Generative AI SHAP (GenAISHAP) is a python library that supports the creation of explanations to the metrics obtained for solutions based on LLMs (Large Language Models) or SLMs (Small Language Models). 

When building an LLM-or-SLM based solution one of the first challenges is how to measure the quality of the responses from the "Agent". Here, libraries like  [RAGAS](https://github.com/explodinggradients/ragas) or [promptflow](https://github.com/microsoft/promptflow) help on the evaluation of the quality of the solution by using metrics like **faithfulness**, **groundedness**, **context precision**, **context recall**, among others.

The open challenge is to add explainability to those quality metrics.  To answer questions like: 

- *Why a particular question is marked with a higher/lower metric (e.g., faithfulness)?*
- *What are the common characteristics of the user questions that produce good or bad **faithfulness**?*
- *What type of prompts produce better or lower **context recall**?*

The answer of those questions helps on the debugging of the overall solution and gives more insights to where to focus the next steps to improve the metrics.

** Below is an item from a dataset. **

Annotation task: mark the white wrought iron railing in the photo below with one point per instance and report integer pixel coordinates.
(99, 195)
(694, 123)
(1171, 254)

This notebook shows an example of how to create the **Input** for GenAISHAP, which is a simple Pandas DataFrame with the evaluation dataset. This dataset should have at least the following columns:

- User input, question or prompt. Column name should be `user_input` and its type should be string.
- One column for each metric already calculated, for example **faithfulness**, **context precision**, **context recall**.  All numerical columns will be assumed to be a metric column.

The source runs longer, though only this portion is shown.